On genealogy of morals

Genealogy (from Greek: γενεά, genea, “generation”; and λόγος, logos, “knowledge”) is the study of families and the tracing of their lineages and history. Genealogists use oral traditions, historical records, genetic analysis, and other records to obtain information about a family and to demonstrate kinship and pedigrees of its members.

Asceticism (from the Greek: ἄσκησις, áskēsis, “exercise” or “training”) describes a lifestyle characterized by abstinence from various worldly pleasures, often with the aim of pursuing religious and spiritual goals.

One has two choices after reading Nietzsche, to either hate him or like him. I like him and I am tempted to agree with him when he says he was born posthumously! In this polemic, he explores the origin of morality, tears into pieces christian morality and critiques the knowers or free spirits as he called them. He dwells on free will, politics giving a comparison with the Greek state as presented in the writings of Homer. It is a polemic worth reading!

In this genealogy he asks the question of what is the ascetic ideal. He tells as the ascetic priest is one who has said no to life and at the same time is a doctor to the weak. Among the free spirits he too does explore if there can be an ascetic ideal.

This is Nietzsche’s most important work on moral and political theory and offers a critique of moral values and traces the historical evolution of concepts such as guilt, conscience, responsibility, law and justice. In this polemic, he says any scholar interested in the history of morals has to start by looking at the pre-Homeric times.

He writes we need to know the conditions and circumstances under which the values grew up, developed and changed [morality as result, as symptom, as mask, as tartuffery, as sickness, as misunderstanding, but also morality as cause, remedy, stimulant, inhibition, poison] since we have neither had this knowledge up till now nor even desired it.  He goes on to say the origin of bad and good is related to master/ slave or noble and common. The slave sees everything the master does as bad, and for the master everything he does is good. This then is essentially the genesis of good and bad. He disagrees with the suggestion, that he finds untenable that what is good is what is useful or practical as argued by Herbert Spencer. He compares the problem to the relationship between the bird of prey and lambs. The lambs say to each other the birds of prey are evil and anyone like a lamb is good, the birds bear no grudge against the lambs – in fact they love them- nothing is tastier than a tender lamb.

He [Nietzsche] contends that priests make the most evil enemises precisely because they are powerless.  It is the priestly class who through a revaluation of values by rejecting the aristocratic value equation[good= noble = powerful = beautiful =happy = blessed] ventured to bring a reversal by saying only those who suffer are good, only the poor, the powerless, the lowly, the suffering, the deprived, the suffering, are the only pious people and for them alone does salvation belong. How true!

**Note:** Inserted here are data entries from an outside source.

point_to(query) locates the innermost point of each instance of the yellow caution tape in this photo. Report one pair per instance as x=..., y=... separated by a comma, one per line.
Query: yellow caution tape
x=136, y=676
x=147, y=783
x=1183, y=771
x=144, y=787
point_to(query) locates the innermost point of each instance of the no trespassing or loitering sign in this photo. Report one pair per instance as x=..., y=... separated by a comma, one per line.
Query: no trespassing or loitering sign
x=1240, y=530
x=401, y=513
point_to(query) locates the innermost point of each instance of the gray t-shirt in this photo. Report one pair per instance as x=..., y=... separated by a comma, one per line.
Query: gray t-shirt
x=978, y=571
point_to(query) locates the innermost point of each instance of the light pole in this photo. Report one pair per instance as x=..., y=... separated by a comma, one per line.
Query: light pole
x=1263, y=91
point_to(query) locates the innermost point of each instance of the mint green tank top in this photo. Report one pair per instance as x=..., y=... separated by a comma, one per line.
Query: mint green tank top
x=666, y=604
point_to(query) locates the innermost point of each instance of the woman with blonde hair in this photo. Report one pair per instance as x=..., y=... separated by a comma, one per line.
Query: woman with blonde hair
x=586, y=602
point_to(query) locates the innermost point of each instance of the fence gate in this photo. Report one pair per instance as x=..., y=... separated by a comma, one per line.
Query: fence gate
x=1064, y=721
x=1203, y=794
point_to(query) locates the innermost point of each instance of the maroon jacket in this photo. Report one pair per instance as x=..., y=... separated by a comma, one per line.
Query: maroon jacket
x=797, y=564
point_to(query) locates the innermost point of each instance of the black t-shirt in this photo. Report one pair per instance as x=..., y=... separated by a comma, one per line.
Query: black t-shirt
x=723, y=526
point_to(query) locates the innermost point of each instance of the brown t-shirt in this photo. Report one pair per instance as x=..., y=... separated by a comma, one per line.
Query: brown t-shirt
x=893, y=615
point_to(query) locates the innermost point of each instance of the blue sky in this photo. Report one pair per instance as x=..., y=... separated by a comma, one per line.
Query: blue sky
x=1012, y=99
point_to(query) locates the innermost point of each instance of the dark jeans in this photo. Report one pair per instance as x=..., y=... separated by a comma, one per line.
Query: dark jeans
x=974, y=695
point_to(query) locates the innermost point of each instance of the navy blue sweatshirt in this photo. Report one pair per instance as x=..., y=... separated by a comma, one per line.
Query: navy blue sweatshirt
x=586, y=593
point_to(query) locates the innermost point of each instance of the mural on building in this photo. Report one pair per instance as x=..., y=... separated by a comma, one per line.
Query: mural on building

The weak, that is the priestly class, invented god and talk of their kingdom which is yet to come the kingdom of god and in the meantime they live in faith, in love and in hope. To enjoy this kingdom they tell you you have to live beyond death, eternal life, to get your recompense from god! He leaves open the question of rank of values and asks the future philosophers and scientists to solve the problem of values. In the second essay in this polemic, he looks at guilt, bad conscience and related matters and here he says in order for man to have a degree of control over the future, man must first have learnt to distinguish between what happens by accident and what by design and do to do this man must first become reliable, regular, necessary in essence responsible!

The knowledge of the extraordinary privilege of responsibility and power of himself and his destiny, his dominant instinct is what the sovereign man calls conscience.

He says the feeling of guilt originated in the contractual relationship between debtor and creditor, buyer and seller. The desire to punish, is here seen as a result of demand for payment of a debt. In the proportion to which the power and self-confidence of a community grows, its penal law becomes more lenient; this is to say the creditor becomes more human as his wealth increases and finally the amount of his wealth determines how much injury he can sustain without suffering from it.

He says of unbelievers, that we are far from being free spirits because we still believe in truth.  He asks this of the free spirits the truthful man, in that daring and final sense which faith in science presupposes, thus affirms another world from the one of life, nature and history…… must he not therefore deny its opposite, this world, our world, in doing?  He sets a task for the free spirits, that is, the value of truth is to be called into question.